Mapping the molecular network through MS/MS networking and peptidogenomics to reveal the rich metabolic potential of Streptomyces roseosporus. Data sets containing MS/MS spectra collected from S. roseosporus extract were subjected to MS/MS networking analysis and revealed several groups of highly subnetworked ions. Subsequently, analysis of the subnetworks using SST peptidogenomics identified four classes of NRPs products: daptomycin, arylomycin, stenothricin and napsamycin. A full color version of this figure is available at The Journal of Antibiotics journal online.

As S. roseosporus is known as a daptomycin producer, we first looked for daptomycin production and observed 15 nodes that are composed of the four known daptomycin variants and their corresponding natural isotopic species (Figure 2, Supplementary Figure S2).20, 21, 22 Unexpectedly, we also observed nodes in the daptomycin constellation that possess much lower molecular weights (m/z 1280, 1263) but clearly subnetworked with known daptomycin variants (Supplementary Figure S2). By comparing MS fragmentation patterns, the structures of these lower molecular weight analogs were identified as molecules that are structurally related to daptomycin but missing the N-terminal lipid chain and tryptophan (Supplementary Figure S3).

We then looked for arylomycin, a molecular family produced by other Streptomyces strains that we recently discovered to be produced by S. roseosporus.13, 23 All arylomycin variants formed their own MS/MS subnetwork, which was composed of 12 nodes (Supplementary Figure S2). In addition, we observed arylomycin Na and K adducts located within a branch of the largest constellation (Supplementary Figures S4 and S5). Within this subnetwork there were ions 161 Da smaller than the parent molecular family. Inspection of the MS/MS data revealed that the -161 Da component is at the C-terminal end of the arylomycin family and lacks the biaryl linkage as well as the C-terminal tryptophan residue previously seen in an aryC mutant strain.24 It is intriguing that even in wild-type S. roseosporus, one can capture such biosynthetic intermediates.

The S. roseosporus molecular network contained two other constellations with peptidic signatures: one possessed 24 nodes and the other 141 nodes. Genome analysis suggested that S. roseosporus has the biosynthetic potential to produce napsamycins, but their production has not been documented.25 The napsamycins are a group of peptididyl nucleoside antibiotics, and herein we observed a potential napsamycin family as a constellation composed of 24 nodes (Figure 2, Supplementary Figure S2). The identity of these molecules as napsamycins was confirmed by comparing the MS/MS spectra with those previously reported (Supplementary Figure S6).25 Additionally, several higher molecular weight ions were found to subnetwork within the napsamycin family, and thus comprise as yet unknown napsamycin variants.

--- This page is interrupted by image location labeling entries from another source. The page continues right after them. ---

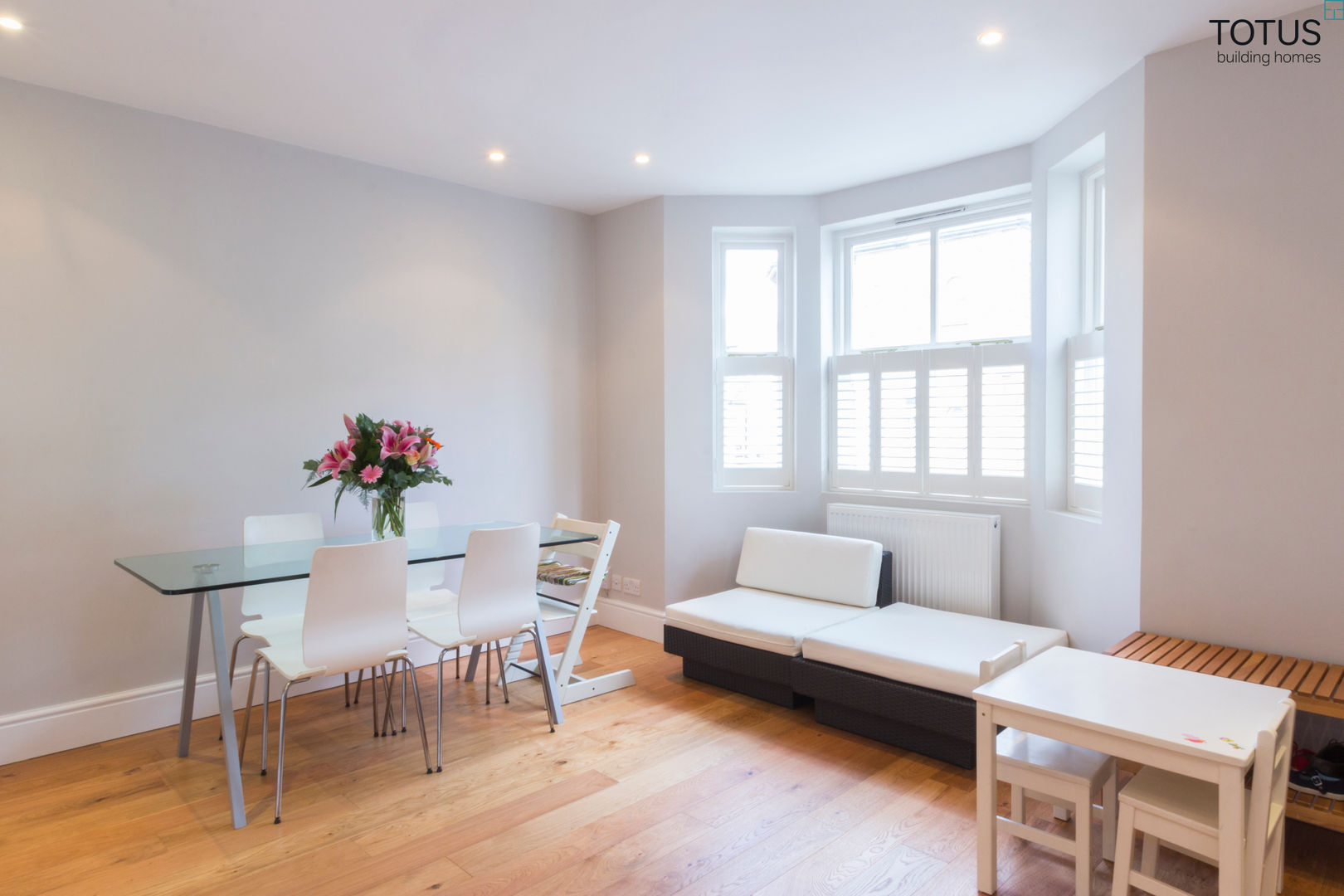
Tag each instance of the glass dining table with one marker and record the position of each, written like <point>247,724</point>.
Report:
<point>203,574</point>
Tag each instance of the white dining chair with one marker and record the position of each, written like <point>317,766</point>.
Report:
<point>1179,811</point>
<point>496,601</point>
<point>1060,774</point>
<point>275,609</point>
<point>353,618</point>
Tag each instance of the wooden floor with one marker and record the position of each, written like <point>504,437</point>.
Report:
<point>665,787</point>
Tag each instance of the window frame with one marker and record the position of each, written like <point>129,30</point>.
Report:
<point>778,363</point>
<point>930,223</point>
<point>1093,269</point>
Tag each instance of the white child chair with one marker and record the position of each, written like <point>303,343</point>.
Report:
<point>353,618</point>
<point>1055,772</point>
<point>587,579</point>
<point>1181,811</point>
<point>498,601</point>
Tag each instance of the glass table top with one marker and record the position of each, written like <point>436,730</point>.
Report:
<point>218,568</point>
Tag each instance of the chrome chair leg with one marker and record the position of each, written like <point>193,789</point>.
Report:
<point>265,716</point>
<point>499,655</point>
<point>242,740</point>
<point>441,655</point>
<point>280,752</point>
<point>409,670</point>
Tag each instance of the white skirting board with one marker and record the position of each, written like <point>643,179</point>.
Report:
<point>631,618</point>
<point>46,730</point>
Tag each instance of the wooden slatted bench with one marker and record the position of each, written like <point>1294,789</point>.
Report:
<point>1317,687</point>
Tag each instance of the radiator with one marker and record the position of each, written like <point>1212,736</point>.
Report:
<point>941,561</point>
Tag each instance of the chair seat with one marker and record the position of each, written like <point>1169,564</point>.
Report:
<point>286,657</point>
<point>433,602</point>
<point>1054,758</point>
<point>272,627</point>
<point>555,572</point>
<point>763,620</point>
<point>1177,798</point>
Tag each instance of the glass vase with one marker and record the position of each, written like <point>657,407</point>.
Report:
<point>388,516</point>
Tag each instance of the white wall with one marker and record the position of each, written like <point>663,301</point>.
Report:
<point>1085,571</point>
<point>187,314</point>
<point>1244,375</point>
<point>628,484</point>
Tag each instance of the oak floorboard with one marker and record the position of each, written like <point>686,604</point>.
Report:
<point>671,786</point>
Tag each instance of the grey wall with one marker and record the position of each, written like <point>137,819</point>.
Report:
<point>187,314</point>
<point>1244,377</point>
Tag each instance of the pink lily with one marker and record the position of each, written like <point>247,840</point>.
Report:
<point>397,444</point>
<point>340,458</point>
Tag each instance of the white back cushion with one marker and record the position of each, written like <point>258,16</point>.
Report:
<point>823,567</point>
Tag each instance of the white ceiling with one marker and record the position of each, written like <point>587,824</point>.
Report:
<point>726,95</point>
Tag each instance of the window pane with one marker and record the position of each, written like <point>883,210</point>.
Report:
<point>854,423</point>
<point>984,280</point>
<point>753,421</point>
<point>949,434</point>
<point>752,301</point>
<point>1003,421</point>
<point>889,293</point>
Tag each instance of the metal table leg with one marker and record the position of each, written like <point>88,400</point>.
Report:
<point>188,677</point>
<point>233,772</point>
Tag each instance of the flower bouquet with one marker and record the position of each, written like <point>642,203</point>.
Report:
<point>379,461</point>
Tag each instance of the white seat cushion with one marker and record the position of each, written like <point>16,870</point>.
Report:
<point>762,620</point>
<point>928,648</point>
<point>806,564</point>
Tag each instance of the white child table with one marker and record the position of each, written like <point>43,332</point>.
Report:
<point>1172,719</point>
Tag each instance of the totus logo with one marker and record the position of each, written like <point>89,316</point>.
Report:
<point>1268,41</point>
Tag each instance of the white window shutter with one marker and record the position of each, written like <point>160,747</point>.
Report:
<point>851,430</point>
<point>1003,371</point>
<point>756,399</point>
<point>1086,422</point>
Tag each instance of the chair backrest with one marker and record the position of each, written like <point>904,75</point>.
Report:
<point>806,564</point>
<point>357,605</point>
<point>1003,661</point>
<point>277,598</point>
<point>421,520</point>
<point>1269,800</point>
<point>498,594</point>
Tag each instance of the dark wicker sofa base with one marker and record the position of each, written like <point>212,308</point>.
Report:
<point>757,674</point>
<point>928,722</point>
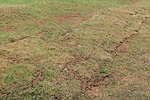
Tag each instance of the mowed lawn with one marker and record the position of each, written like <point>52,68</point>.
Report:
<point>74,49</point>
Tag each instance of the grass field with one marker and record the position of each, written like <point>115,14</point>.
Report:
<point>74,49</point>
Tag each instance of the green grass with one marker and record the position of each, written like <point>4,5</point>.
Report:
<point>65,49</point>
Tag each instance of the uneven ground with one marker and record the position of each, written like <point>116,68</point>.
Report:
<point>81,50</point>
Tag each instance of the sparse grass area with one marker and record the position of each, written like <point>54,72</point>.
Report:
<point>73,49</point>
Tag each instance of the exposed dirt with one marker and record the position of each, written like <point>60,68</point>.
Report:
<point>72,18</point>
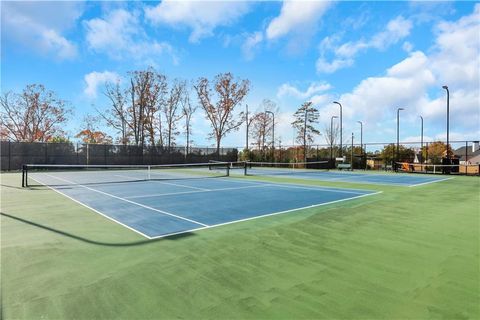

The constellation with 141 nodes possessed molecular ions ranging from m/z 1090 to 1473 and included the following series of fragment masses; m/z 1090, 1104, 1118, 1132, 1146, 1160, 1174, 1188 (Supplementary Figure S2), suggesting a high likelihood that they were non-ribosomal peptide synthetase (NRPS)-derived. Therefore, we aligned the MS/MS spectra of these ions to reveal potential sequence tags, and matched these to the amino-acid building blocks that are predicted to be loaded by adenylation domains of the NRPS gene cluster found by antiSMASH (Figure 2).26 Of the seven NRPS gene subnetworks found in the S. roseosporus genome, four are short NRPS gene clusters containing less than four modules, and thus are less likely to be responsible for forming a peptide of mass near 1100 Da. Two of the remaining three larger NRPS gene clusters were assigned as the daptomycin and arylomycin gene clusters.13, 22 MS/MS spectra of the unknown node revealed a potential sequence tag 151-83-87-86-83 (Supplementary Figure S7A). Because the 83 Da mass could arise from dehydrobutyrine (derived from threonine), the sequence tag could be translated into X-Thr-Ser-X-Thr, which partially matched the putative sequence of the third gene cluster (Asp-Thr-Ser-Dab-Thr-Thr-Ser-Met-Gly) predicted by the Stachelhaus A-domain specificity rules.27 Searching all of the molecular information we had in the Antimarin database resulted in a candidate molecule, stenothricin, which was discovered in 1974 to be produced by a soil Streptomyces sp. obtained from Zahedan, Iran.28, 29, 30 Four variants have been reported, three of which were included in Antimarin.28, 30 Correspondingly, four of the 141 nodes in the stenothricin constellation have m/z values of 1118.61, 1132.61, 1146.62, 1160.64 that are within 2 p.p.m. of the calculated mass for these four variants. MS/MS fragmentation of the molecules correlated well with the literature reported stenothricin structures (see Supplementary Notes, and Supplementary Figures S7 and S8).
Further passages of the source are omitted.